Deltion is also exploring other space-derived technologies for remotely deployable communication systems.
“We’re trying to get to the point where we can interest government groups or private industry to support it,” said Boucher.
Working on a space project is a massive undertaking and substantial funding is required to make them come to fruition. The drilling and excavation equipment currently being developed for the 2018 Resource Prospector mission to the moon will be used to determine the quality and quantity of the water ice there.
“If that mission does happen and the Canadian government decides to fund it, and if we’re selected to be the provider of the drill for that, that means I would have to more than double my staff here,” said Boucher.
“I would need to partner with companies that have space experience already to help us get through to flight.”
“There are certain capabilities that we’re still learning and there’s some testing we can’t do here in Sudbury.”
For example, to understand how equipment could withstand radiation or extreme vacuum conditions, Deltion will have to look elsewhere for analysis.

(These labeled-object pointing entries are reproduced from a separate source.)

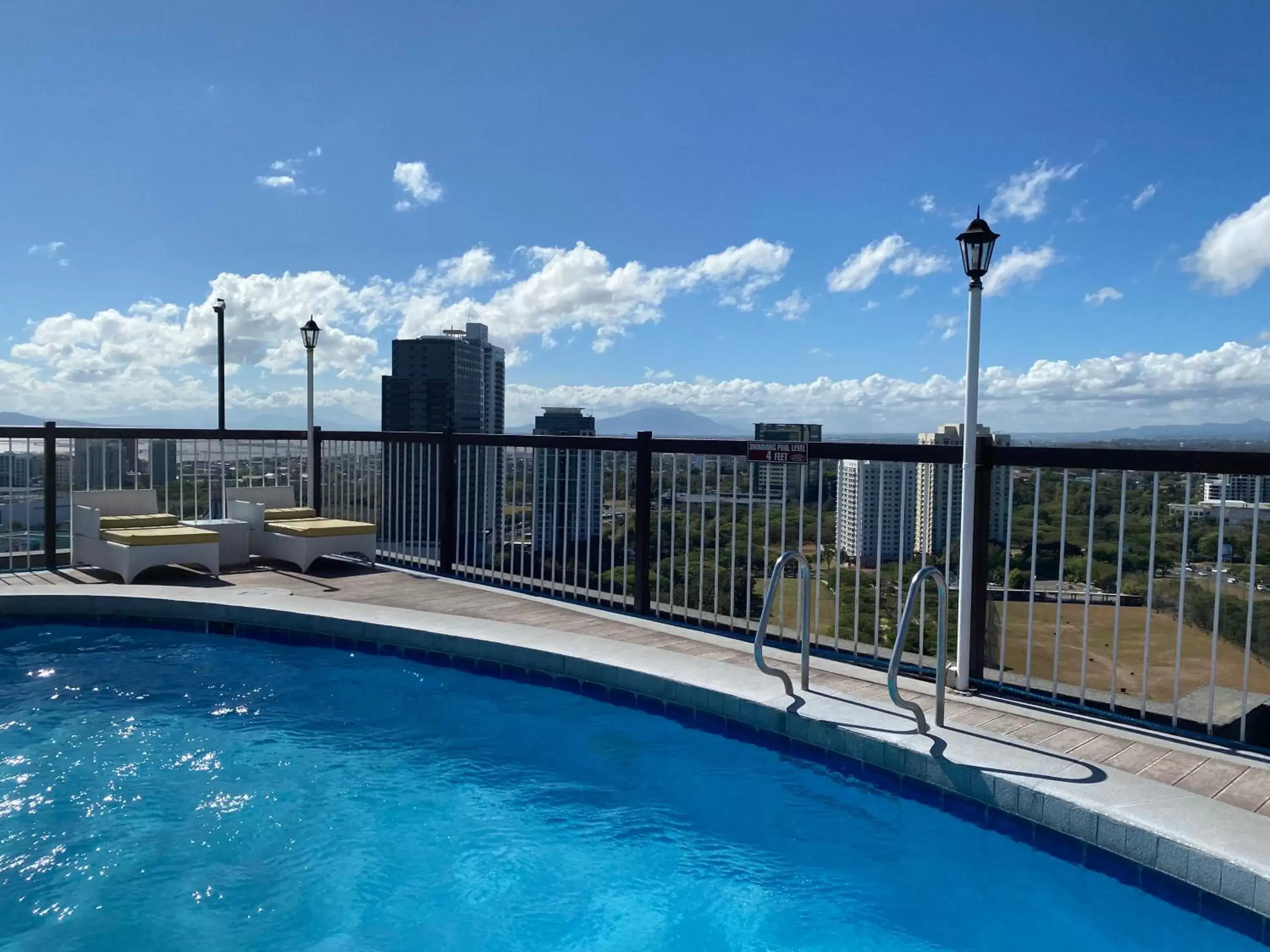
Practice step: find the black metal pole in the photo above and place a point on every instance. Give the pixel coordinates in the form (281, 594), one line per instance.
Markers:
(220, 362)
(51, 495)
(447, 502)
(317, 474)
(643, 517)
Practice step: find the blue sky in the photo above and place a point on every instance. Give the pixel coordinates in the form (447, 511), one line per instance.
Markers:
(627, 195)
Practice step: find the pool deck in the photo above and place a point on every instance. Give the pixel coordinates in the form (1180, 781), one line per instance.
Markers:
(1195, 810)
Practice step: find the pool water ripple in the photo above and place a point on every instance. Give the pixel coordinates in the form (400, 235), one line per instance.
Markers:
(211, 794)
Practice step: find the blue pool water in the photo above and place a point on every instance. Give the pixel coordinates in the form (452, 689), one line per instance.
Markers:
(179, 791)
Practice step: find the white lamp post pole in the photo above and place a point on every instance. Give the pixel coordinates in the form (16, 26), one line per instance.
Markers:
(977, 243)
(969, 447)
(310, 332)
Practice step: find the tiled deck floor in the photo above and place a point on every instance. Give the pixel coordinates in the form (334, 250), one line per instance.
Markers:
(1234, 777)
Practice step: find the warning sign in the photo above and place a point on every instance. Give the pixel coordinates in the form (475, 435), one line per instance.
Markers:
(769, 452)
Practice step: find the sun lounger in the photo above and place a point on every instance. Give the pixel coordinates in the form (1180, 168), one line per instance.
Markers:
(124, 532)
(281, 530)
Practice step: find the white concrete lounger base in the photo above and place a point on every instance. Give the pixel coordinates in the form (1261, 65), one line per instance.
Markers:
(91, 549)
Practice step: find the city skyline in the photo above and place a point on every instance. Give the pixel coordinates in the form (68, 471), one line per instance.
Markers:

“We have set up a network of partners within the space industry across Canada and we’d exercise those partnerships,” he said.
The excavation system was tested in Hawaii in 2008, 2010 and 2012, which is part of the process before flight actually occurs.

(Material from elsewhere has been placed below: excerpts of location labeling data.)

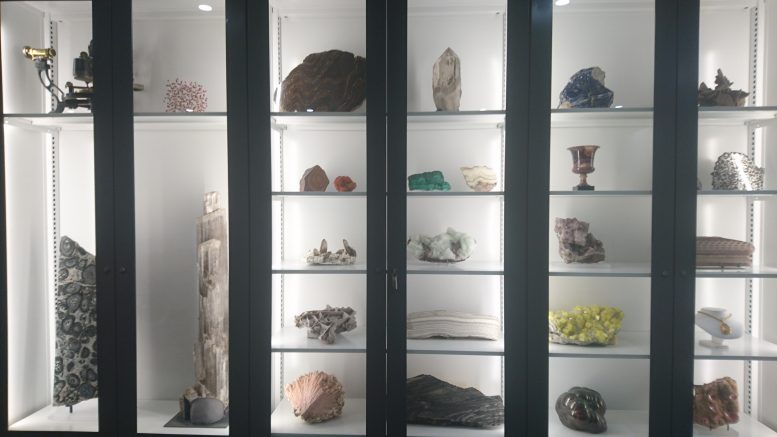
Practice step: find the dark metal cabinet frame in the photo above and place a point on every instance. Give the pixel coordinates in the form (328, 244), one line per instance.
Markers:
(526, 209)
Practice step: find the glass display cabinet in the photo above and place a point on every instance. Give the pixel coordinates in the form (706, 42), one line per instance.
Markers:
(181, 208)
(50, 311)
(454, 178)
(735, 332)
(416, 218)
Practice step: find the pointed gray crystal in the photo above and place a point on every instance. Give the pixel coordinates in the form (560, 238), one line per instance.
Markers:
(446, 81)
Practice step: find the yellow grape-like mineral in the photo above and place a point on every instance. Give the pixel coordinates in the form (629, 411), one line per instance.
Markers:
(585, 325)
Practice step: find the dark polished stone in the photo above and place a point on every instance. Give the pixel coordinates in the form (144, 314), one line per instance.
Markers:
(582, 409)
(431, 401)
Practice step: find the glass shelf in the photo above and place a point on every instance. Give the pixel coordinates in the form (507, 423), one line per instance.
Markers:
(620, 423)
(455, 194)
(629, 344)
(601, 269)
(603, 193)
(745, 348)
(348, 194)
(351, 422)
(442, 346)
(437, 431)
(302, 268)
(747, 426)
(461, 268)
(292, 339)
(154, 414)
(746, 272)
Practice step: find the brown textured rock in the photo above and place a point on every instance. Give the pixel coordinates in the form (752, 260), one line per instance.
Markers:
(576, 244)
(716, 404)
(331, 81)
(344, 183)
(316, 397)
(314, 179)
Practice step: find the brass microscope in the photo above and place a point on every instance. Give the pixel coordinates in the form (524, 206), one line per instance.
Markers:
(83, 70)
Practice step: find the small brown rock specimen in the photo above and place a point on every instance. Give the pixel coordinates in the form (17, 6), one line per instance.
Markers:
(576, 244)
(716, 403)
(316, 397)
(314, 179)
(722, 95)
(331, 81)
(344, 183)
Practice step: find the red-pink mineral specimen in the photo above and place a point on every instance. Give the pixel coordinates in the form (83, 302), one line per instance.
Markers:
(316, 397)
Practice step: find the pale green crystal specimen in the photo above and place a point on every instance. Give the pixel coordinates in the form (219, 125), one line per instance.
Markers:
(585, 325)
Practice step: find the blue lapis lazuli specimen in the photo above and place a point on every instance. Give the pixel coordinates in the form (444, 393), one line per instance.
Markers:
(586, 90)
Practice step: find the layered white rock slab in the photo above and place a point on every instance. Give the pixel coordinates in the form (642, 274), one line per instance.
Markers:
(452, 324)
(446, 81)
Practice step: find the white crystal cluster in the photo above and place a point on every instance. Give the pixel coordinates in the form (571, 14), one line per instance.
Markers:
(451, 246)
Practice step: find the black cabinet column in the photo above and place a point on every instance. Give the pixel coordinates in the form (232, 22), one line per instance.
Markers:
(674, 217)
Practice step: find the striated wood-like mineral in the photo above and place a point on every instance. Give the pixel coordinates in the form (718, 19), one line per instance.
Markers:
(446, 81)
(452, 324)
(722, 95)
(327, 323)
(211, 352)
(331, 81)
(316, 397)
(431, 401)
(582, 409)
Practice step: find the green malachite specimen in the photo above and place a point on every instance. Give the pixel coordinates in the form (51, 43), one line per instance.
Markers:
(585, 325)
(428, 181)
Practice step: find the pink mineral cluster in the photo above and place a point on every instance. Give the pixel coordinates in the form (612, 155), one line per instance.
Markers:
(316, 397)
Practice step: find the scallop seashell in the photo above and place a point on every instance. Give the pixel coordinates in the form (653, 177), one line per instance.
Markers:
(316, 397)
(480, 178)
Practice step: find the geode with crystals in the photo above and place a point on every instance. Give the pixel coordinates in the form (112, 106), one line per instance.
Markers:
(75, 309)
(582, 409)
(431, 401)
(736, 171)
(576, 244)
(316, 397)
(586, 89)
(722, 95)
(327, 323)
(331, 81)
(446, 81)
(716, 404)
(322, 255)
(451, 246)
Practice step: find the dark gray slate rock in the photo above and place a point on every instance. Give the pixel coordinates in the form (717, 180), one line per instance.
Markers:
(431, 401)
(75, 307)
(586, 89)
(582, 409)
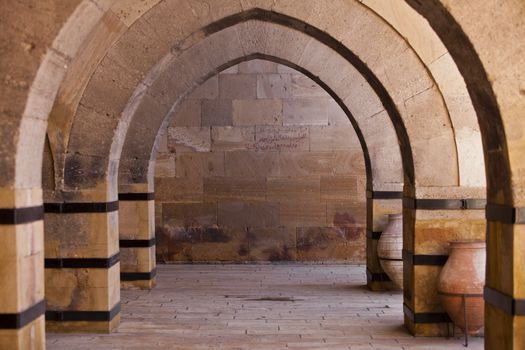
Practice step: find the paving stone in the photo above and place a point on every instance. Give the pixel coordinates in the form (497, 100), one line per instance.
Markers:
(279, 306)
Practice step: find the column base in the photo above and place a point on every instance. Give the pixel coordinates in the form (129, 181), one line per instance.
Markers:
(83, 326)
(31, 336)
(140, 284)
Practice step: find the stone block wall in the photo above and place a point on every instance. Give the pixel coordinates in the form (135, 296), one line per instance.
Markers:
(260, 164)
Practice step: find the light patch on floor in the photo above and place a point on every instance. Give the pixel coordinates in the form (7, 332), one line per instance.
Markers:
(259, 307)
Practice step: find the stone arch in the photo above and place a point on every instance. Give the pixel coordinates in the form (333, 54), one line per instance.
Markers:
(507, 112)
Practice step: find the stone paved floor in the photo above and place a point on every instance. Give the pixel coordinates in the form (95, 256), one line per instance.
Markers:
(259, 307)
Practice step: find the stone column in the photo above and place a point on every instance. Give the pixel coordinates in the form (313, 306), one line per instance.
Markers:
(82, 268)
(435, 217)
(379, 205)
(22, 304)
(137, 240)
(505, 283)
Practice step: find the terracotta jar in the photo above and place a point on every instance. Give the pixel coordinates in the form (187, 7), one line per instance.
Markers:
(390, 249)
(461, 283)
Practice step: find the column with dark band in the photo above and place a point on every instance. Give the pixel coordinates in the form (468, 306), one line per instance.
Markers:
(137, 240)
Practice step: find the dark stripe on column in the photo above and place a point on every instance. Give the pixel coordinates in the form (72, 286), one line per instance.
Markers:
(77, 208)
(421, 259)
(138, 276)
(16, 216)
(136, 196)
(384, 194)
(21, 319)
(376, 276)
(443, 204)
(87, 316)
(425, 317)
(505, 214)
(373, 234)
(79, 263)
(137, 243)
(504, 302)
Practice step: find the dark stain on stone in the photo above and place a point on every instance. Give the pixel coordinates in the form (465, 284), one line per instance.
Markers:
(243, 250)
(352, 233)
(343, 220)
(314, 238)
(290, 299)
(279, 254)
(214, 235)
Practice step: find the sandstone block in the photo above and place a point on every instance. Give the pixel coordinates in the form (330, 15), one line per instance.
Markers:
(302, 86)
(181, 189)
(189, 214)
(187, 114)
(238, 86)
(304, 188)
(232, 138)
(248, 214)
(251, 164)
(189, 139)
(234, 188)
(274, 86)
(338, 137)
(257, 112)
(321, 163)
(217, 112)
(281, 138)
(231, 70)
(305, 111)
(305, 214)
(200, 164)
(258, 66)
(165, 165)
(271, 244)
(207, 90)
(338, 187)
(345, 214)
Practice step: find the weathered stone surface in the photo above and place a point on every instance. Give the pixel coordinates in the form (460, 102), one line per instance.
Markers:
(207, 90)
(189, 139)
(258, 66)
(238, 86)
(345, 214)
(281, 138)
(177, 189)
(165, 165)
(303, 214)
(234, 188)
(248, 214)
(251, 164)
(320, 163)
(274, 86)
(302, 86)
(333, 138)
(338, 187)
(217, 112)
(316, 243)
(293, 189)
(192, 165)
(187, 114)
(232, 138)
(271, 244)
(189, 214)
(304, 112)
(257, 112)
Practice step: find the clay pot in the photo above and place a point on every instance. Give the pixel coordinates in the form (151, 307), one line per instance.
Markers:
(390, 249)
(461, 284)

The RESOLVE project involves the Sudbury-designed drill along with an analysis system being produced by the Kennedy Space Centre. The entire system will sit on a rover, which Boucher hopes will be manufactured in Canada.
There are many challenges associated with space exploration. For example, in space power is limited. So, many of Deltion’s drills can be powered by 100 watts of power, the same energy used to run a light bulb.